Nonsense. No one makes such a claim. There have always been good teachers providing good education. There have always been, unfortunately, poor teachers providing poor education. This parenthetical paragraph is another straw man.

As long as algorithm use is understood as a merely mechanical affair, it seems obvious that reformists are the true progressivists. But if we reject this understanding, and reflect on the centrality to mathematical thought of the standard algorithms, things look very different. Now it seems clear that champions of reform math are wrong to invoke progressive ideals on behalf of de-emphasizing these algorithms. By the same token, it seems clear that champions of preparatory math have good claims to be faithful to those ideals.

I cannot imagine a paragraph that is more the exact opposite of actuality.

There is a moral here for progressive education that reaches beyond the case of math. Even if we sympathize with progressivists in wanting schools to foster independence of mind, we shouldn’t assume that it is obvious how best to do this. Original thought ranges over many different domains, and it imposes divergent demands as it does so. Just as there is good reason to believe that in biology and history such thought requires significant factual knowledge, there is good reason to believe that in mathematics it requires understanding of and facility with the standard algorithms.

The authors were doing fine until they wrote the second part of this last sentence. The standard algorithms offer no privileged insight into arithmetic, let alone the far broader discipline of mathematics. Their value today is primarily historical. For the period after our ancestors developed symbolic writing up to the invention of the modern computer, the standard algorithms were of great value. They no longer offer anything of unique pedagogic value other than variety. Other algorithms are better suited to learning.

Indeed there is also good reason to believe that when we examine further areas of discourse we will come across yet further complexities. The upshot is that it would be naïve to assume that we can somehow promote original thinking in specific areas simply by calling for subject-related creative reasoning. If we are to be good progressivists, we cannot be shy about calling for rigorous discipline and training.

An apple pie paragraph that everyone will agree with.

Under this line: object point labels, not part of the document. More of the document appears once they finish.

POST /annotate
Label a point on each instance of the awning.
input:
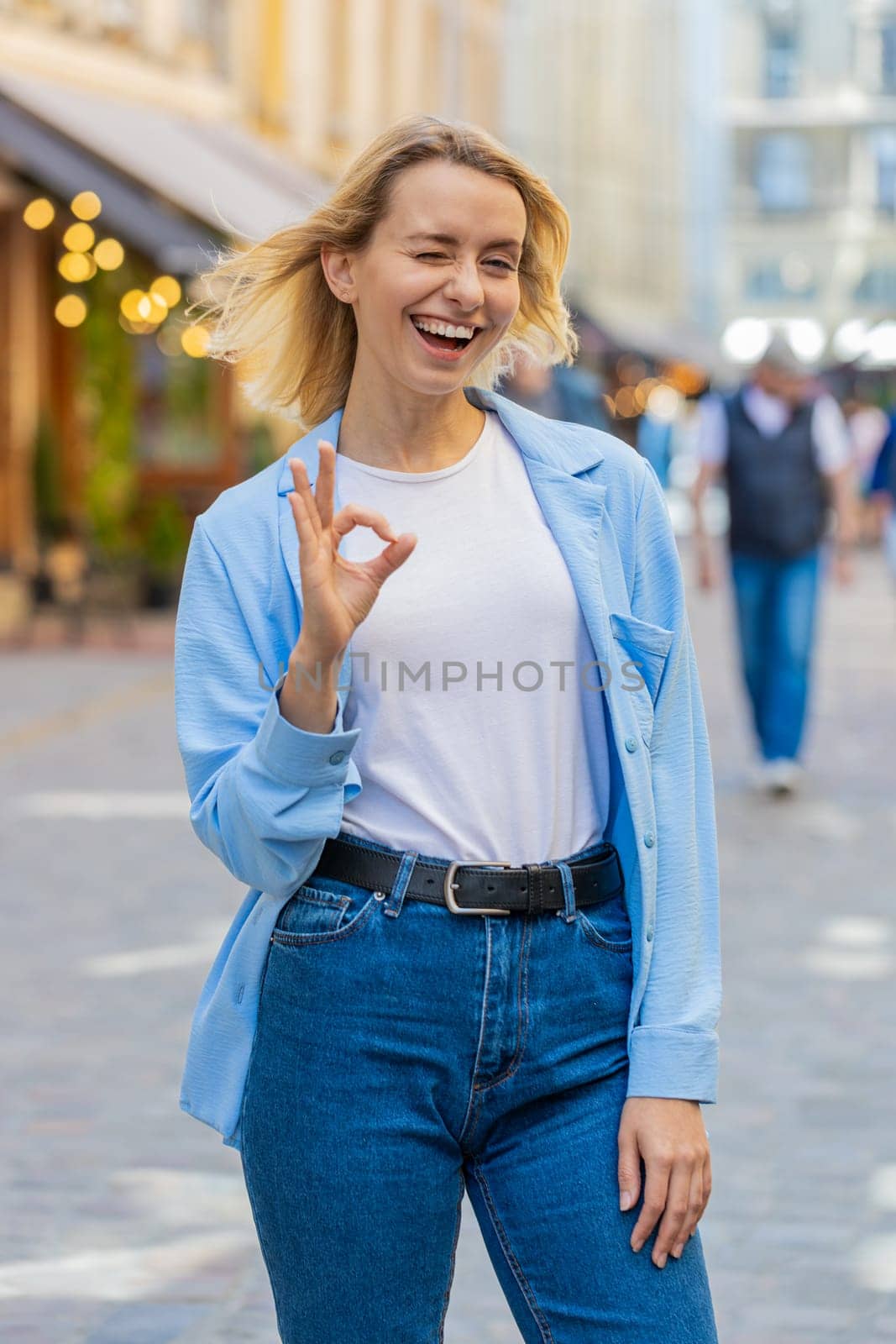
(170, 185)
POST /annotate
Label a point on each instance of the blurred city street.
(128, 1223)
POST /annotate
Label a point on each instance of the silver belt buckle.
(449, 885)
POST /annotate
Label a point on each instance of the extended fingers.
(679, 1209)
(304, 491)
(656, 1184)
(696, 1205)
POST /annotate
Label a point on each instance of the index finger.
(656, 1189)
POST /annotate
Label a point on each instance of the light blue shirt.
(266, 795)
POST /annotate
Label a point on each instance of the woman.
(383, 1028)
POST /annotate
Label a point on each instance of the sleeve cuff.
(673, 1062)
(300, 759)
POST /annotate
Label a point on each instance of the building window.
(782, 58)
(884, 151)
(783, 171)
(888, 58)
(878, 286)
(206, 34)
(774, 281)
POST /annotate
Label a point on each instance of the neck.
(407, 432)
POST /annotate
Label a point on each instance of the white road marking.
(102, 806)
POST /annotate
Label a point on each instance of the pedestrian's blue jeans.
(405, 1054)
(775, 604)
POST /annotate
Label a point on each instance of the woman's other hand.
(672, 1140)
(336, 593)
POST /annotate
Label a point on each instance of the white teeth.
(443, 328)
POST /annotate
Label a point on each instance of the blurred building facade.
(810, 172)
(194, 123)
(617, 105)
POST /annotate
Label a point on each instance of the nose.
(465, 286)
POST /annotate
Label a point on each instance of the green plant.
(46, 467)
(109, 407)
(165, 535)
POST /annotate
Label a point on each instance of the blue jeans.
(775, 602)
(405, 1054)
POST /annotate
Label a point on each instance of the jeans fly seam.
(483, 1016)
(521, 1016)
(516, 1269)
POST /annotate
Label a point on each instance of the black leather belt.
(476, 887)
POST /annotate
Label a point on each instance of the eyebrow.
(452, 241)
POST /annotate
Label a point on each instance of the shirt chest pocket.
(642, 649)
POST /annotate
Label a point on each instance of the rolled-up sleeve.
(265, 795)
(674, 1045)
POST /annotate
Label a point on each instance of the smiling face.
(446, 255)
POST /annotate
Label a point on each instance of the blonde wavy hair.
(270, 308)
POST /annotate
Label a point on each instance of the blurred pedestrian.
(562, 393)
(883, 491)
(782, 447)
(868, 429)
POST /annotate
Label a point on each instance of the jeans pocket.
(606, 925)
(322, 911)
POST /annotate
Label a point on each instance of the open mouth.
(450, 344)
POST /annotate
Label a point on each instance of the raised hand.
(338, 595)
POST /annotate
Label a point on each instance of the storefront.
(113, 425)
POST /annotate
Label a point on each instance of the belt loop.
(402, 879)
(569, 891)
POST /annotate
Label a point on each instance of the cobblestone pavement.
(128, 1223)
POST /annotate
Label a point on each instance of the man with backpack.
(781, 447)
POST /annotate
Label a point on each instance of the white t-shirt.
(463, 769)
(770, 414)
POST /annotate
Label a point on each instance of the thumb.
(629, 1169)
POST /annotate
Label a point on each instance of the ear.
(338, 272)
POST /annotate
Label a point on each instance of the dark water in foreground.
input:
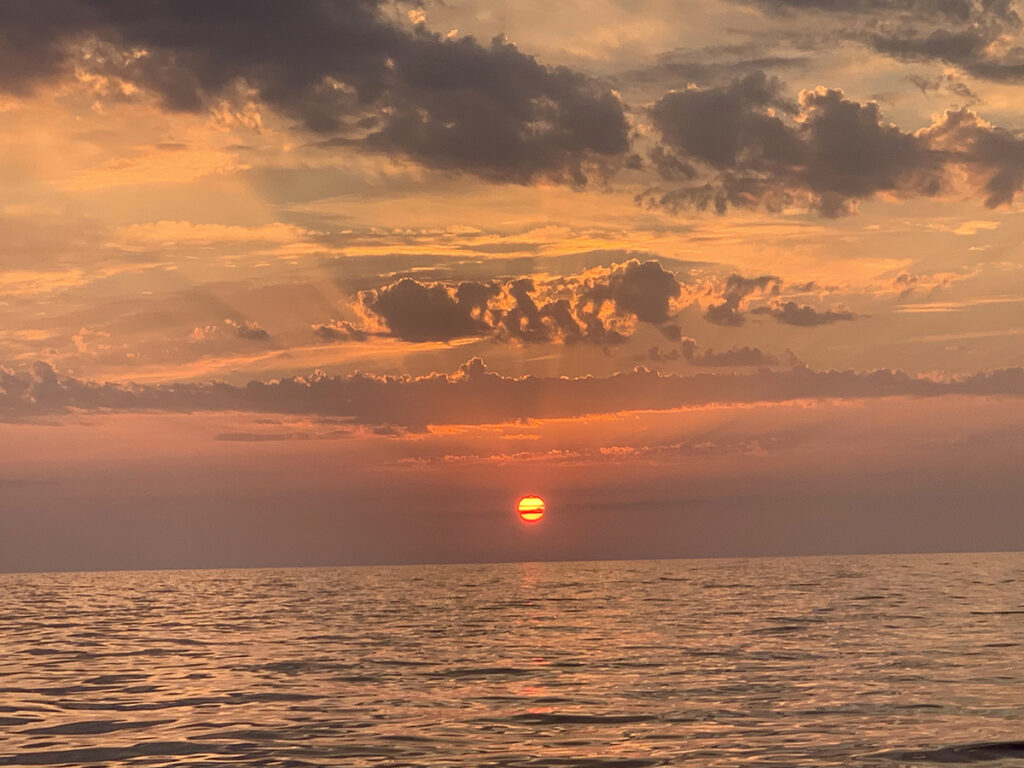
(817, 662)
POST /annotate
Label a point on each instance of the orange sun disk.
(530, 508)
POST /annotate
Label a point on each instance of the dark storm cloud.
(472, 394)
(960, 33)
(744, 145)
(793, 313)
(728, 309)
(567, 310)
(340, 69)
(415, 311)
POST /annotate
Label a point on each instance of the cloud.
(793, 313)
(339, 331)
(967, 34)
(248, 330)
(342, 70)
(744, 144)
(732, 298)
(737, 356)
(414, 311)
(599, 306)
(472, 394)
(755, 147)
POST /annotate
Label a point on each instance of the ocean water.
(795, 662)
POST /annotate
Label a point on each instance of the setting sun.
(530, 508)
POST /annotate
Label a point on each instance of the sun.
(530, 508)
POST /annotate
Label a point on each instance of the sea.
(859, 660)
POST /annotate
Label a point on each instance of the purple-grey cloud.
(341, 69)
(472, 394)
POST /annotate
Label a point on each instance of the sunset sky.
(313, 283)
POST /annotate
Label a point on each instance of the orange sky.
(298, 200)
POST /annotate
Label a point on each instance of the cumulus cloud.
(728, 304)
(341, 69)
(472, 394)
(339, 331)
(744, 144)
(600, 306)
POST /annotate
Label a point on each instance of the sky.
(328, 282)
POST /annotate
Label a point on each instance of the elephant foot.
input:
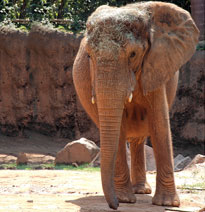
(166, 199)
(142, 188)
(125, 196)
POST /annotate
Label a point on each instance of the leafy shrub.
(45, 11)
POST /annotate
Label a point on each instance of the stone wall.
(188, 115)
(37, 92)
(36, 87)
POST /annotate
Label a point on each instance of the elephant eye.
(132, 54)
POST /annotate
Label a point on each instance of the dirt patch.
(76, 191)
(36, 86)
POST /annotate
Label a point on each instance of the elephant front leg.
(159, 128)
(138, 172)
(123, 185)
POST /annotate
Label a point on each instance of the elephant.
(125, 74)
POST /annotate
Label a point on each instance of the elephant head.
(144, 44)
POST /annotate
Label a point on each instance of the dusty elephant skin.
(36, 86)
(126, 74)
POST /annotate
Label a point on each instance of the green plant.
(76, 11)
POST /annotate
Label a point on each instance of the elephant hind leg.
(138, 172)
(123, 185)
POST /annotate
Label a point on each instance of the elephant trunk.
(110, 109)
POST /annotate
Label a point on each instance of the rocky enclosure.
(36, 87)
(37, 92)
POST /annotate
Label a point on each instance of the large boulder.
(36, 85)
(30, 158)
(80, 151)
(198, 160)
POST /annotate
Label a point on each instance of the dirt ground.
(80, 191)
(77, 191)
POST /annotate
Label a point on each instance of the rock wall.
(37, 92)
(36, 87)
(187, 115)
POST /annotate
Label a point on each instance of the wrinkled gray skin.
(125, 75)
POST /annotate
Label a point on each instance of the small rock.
(27, 158)
(198, 159)
(4, 159)
(80, 151)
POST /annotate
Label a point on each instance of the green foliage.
(45, 11)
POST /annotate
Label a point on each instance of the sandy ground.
(80, 191)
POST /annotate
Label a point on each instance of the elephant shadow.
(99, 204)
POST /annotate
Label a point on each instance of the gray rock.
(80, 151)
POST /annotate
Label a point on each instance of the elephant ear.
(173, 39)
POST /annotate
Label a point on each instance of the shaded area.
(36, 87)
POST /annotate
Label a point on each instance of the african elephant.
(126, 74)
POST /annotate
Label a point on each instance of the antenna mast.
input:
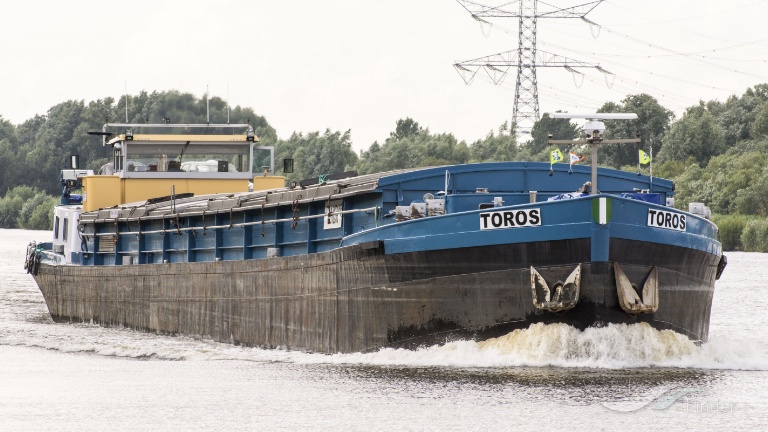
(526, 58)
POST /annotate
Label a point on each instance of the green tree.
(495, 148)
(315, 154)
(696, 134)
(652, 124)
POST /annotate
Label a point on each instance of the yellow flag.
(644, 158)
(555, 156)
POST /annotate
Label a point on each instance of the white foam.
(613, 347)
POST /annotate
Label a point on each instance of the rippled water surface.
(548, 377)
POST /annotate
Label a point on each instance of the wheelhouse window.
(183, 157)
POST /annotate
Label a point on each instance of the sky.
(360, 65)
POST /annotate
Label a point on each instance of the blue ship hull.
(374, 281)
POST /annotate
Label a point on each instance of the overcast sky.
(308, 65)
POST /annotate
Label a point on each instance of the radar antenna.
(593, 129)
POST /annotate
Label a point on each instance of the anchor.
(629, 300)
(566, 294)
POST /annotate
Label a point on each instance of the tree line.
(715, 152)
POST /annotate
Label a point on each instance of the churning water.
(547, 377)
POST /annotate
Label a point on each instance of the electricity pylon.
(526, 59)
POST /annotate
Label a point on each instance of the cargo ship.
(182, 237)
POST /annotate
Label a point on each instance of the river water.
(62, 377)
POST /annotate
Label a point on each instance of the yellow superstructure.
(153, 165)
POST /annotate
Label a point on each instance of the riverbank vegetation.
(715, 152)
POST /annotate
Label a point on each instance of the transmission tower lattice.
(526, 59)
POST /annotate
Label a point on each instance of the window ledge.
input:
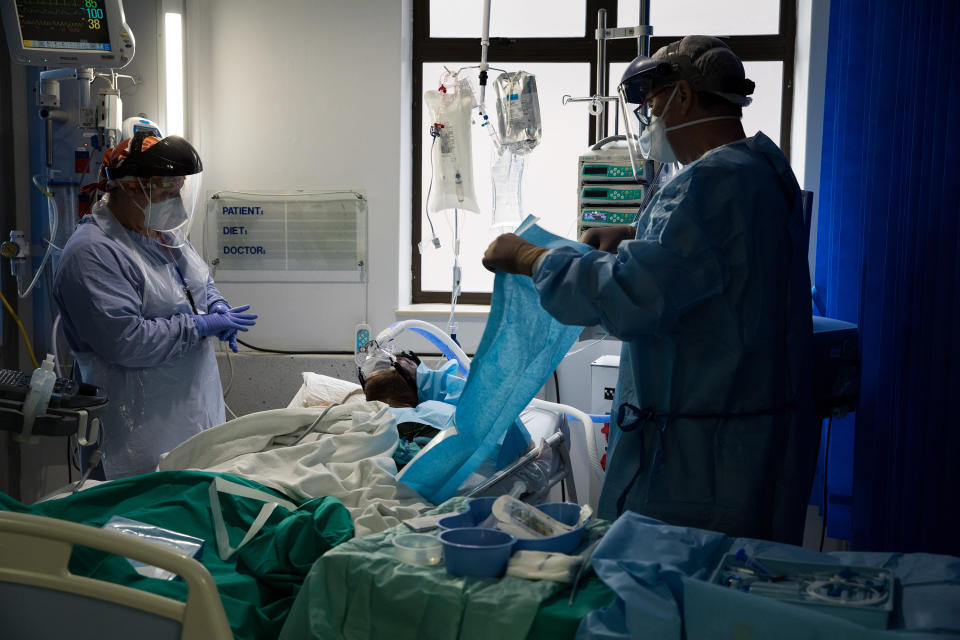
(443, 310)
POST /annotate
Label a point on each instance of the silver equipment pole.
(601, 122)
(643, 42)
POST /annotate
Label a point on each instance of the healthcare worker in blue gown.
(712, 422)
(139, 309)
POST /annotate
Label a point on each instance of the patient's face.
(389, 386)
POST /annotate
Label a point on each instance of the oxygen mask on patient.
(390, 376)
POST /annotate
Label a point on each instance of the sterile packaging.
(518, 111)
(172, 540)
(544, 565)
(525, 521)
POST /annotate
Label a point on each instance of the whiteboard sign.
(300, 235)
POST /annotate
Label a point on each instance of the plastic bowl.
(476, 551)
(478, 510)
(418, 548)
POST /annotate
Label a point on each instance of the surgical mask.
(165, 215)
(653, 142)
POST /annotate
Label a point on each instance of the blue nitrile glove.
(213, 324)
(220, 306)
(229, 335)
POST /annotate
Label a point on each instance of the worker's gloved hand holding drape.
(512, 254)
(608, 238)
(213, 324)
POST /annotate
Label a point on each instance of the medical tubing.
(434, 335)
(426, 206)
(455, 285)
(826, 461)
(294, 353)
(484, 47)
(53, 234)
(53, 345)
(587, 423)
(314, 424)
(26, 338)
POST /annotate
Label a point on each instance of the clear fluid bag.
(518, 111)
(452, 156)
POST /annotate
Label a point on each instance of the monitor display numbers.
(63, 24)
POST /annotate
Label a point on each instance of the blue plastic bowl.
(475, 551)
(478, 510)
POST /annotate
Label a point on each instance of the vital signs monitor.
(68, 33)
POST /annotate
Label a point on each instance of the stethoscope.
(183, 282)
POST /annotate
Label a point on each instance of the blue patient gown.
(712, 302)
(127, 319)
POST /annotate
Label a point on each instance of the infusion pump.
(68, 33)
(607, 191)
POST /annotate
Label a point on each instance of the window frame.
(771, 47)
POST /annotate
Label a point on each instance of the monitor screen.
(63, 24)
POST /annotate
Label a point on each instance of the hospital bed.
(532, 476)
(35, 580)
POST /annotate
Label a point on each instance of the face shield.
(642, 79)
(168, 204)
(635, 121)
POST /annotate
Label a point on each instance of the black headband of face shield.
(410, 379)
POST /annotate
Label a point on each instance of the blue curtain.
(888, 259)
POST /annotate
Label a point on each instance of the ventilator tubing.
(434, 335)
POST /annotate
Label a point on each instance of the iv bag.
(518, 111)
(506, 177)
(452, 159)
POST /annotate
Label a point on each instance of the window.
(553, 39)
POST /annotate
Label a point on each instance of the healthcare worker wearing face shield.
(138, 305)
(712, 421)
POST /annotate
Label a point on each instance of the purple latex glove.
(215, 324)
(220, 306)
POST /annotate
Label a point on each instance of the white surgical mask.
(165, 215)
(653, 142)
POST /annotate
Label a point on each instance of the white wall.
(315, 95)
(813, 18)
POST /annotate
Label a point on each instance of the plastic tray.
(875, 616)
(478, 510)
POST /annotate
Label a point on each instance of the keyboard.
(67, 393)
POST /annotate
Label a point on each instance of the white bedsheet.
(346, 456)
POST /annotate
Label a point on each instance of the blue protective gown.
(128, 321)
(712, 302)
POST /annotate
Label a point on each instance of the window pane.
(549, 179)
(763, 114)
(704, 17)
(524, 19)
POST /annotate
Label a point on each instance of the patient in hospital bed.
(334, 441)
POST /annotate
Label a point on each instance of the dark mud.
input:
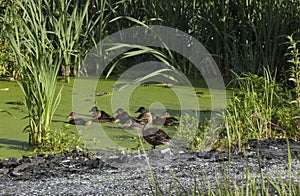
(104, 173)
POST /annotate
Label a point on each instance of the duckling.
(143, 110)
(166, 119)
(77, 121)
(130, 124)
(103, 117)
(96, 112)
(154, 136)
(122, 116)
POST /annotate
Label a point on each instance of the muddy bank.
(107, 173)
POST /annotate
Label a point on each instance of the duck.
(77, 121)
(130, 124)
(122, 116)
(143, 110)
(101, 116)
(154, 136)
(165, 119)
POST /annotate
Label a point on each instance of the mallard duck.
(77, 121)
(165, 119)
(130, 124)
(154, 136)
(122, 116)
(143, 110)
(101, 116)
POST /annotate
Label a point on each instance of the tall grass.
(38, 66)
(258, 110)
(241, 35)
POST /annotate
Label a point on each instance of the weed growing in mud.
(227, 184)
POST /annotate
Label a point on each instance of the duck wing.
(104, 115)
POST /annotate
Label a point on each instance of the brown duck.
(101, 116)
(154, 136)
(77, 121)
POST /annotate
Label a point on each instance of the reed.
(38, 66)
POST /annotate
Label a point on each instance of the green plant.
(190, 133)
(294, 60)
(38, 66)
(254, 111)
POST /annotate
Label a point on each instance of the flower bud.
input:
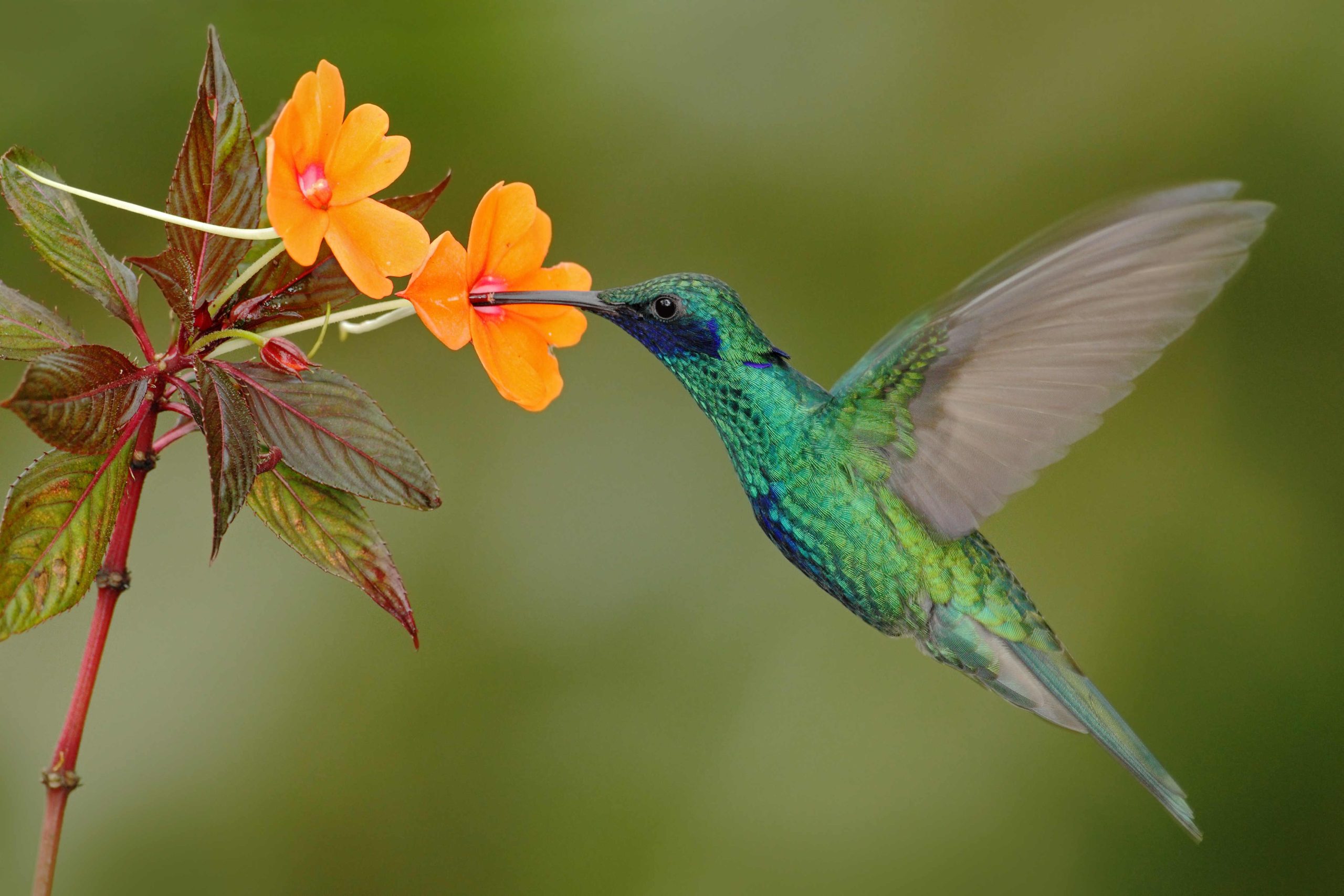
(281, 355)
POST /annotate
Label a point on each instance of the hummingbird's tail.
(1052, 686)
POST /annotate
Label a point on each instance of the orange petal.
(563, 276)
(438, 292)
(299, 225)
(517, 359)
(312, 117)
(503, 218)
(371, 241)
(558, 324)
(365, 160)
(527, 254)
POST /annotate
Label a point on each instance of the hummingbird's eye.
(667, 307)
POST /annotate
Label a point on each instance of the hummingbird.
(877, 488)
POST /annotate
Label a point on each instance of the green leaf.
(300, 296)
(230, 445)
(80, 398)
(331, 430)
(217, 181)
(176, 280)
(61, 234)
(29, 330)
(54, 535)
(332, 530)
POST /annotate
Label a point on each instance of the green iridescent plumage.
(875, 488)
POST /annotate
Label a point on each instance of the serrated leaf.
(331, 530)
(29, 330)
(56, 530)
(176, 280)
(61, 234)
(80, 398)
(300, 296)
(331, 430)
(418, 205)
(217, 181)
(230, 445)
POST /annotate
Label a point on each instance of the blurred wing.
(1019, 362)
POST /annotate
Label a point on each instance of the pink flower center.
(490, 284)
(313, 184)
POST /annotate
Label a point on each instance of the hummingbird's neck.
(760, 412)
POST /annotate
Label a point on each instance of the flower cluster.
(322, 170)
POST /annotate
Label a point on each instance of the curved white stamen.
(234, 233)
(385, 308)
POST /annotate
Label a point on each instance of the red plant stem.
(174, 434)
(61, 777)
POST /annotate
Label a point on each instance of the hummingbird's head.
(687, 320)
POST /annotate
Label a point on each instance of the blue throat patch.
(667, 340)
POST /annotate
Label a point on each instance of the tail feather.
(1086, 704)
(1049, 684)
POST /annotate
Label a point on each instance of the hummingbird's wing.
(971, 398)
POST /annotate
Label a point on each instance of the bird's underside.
(965, 402)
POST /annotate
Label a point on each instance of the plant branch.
(245, 277)
(61, 778)
(288, 330)
(174, 434)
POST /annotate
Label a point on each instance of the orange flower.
(508, 244)
(322, 171)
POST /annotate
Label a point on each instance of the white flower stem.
(236, 233)
(354, 313)
(246, 276)
(378, 323)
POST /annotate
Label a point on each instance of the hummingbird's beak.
(588, 301)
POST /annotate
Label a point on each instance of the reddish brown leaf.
(230, 445)
(217, 181)
(172, 272)
(331, 430)
(80, 398)
(332, 531)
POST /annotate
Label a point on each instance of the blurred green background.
(623, 688)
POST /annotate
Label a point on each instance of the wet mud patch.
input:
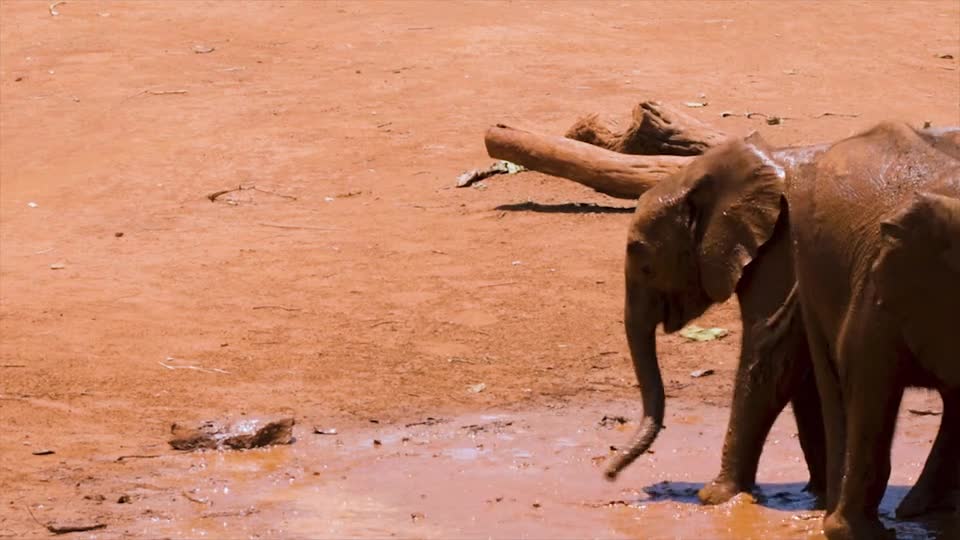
(532, 474)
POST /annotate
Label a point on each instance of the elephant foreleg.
(941, 474)
(761, 391)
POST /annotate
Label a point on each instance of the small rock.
(243, 434)
(476, 388)
(612, 421)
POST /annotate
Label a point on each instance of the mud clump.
(239, 435)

The preceding reflections do more than just speak for re-evaluating the progressive credentials of traditional, algorithm-involving math. They also position us to make sense of the idea, which is as old as Plato, that mathematics is an exalted form of intellectual exercise. However perplexing this idea appears against the backdrop of the sort of mechanical picture favored by reformists, it seems entirely plausible once we recognize that mathematics demands a distinctive kind of thought.

Actually, what the preceding reflection indicates is that the authors haven’t any real understanding of mathematics or mathematics learning. (Second author puzzlement again.) They certainly give the impression they have no idea what reform mathematics is about, since the reformists’ position is as far removed from a “mechanical picture” as can be imagined.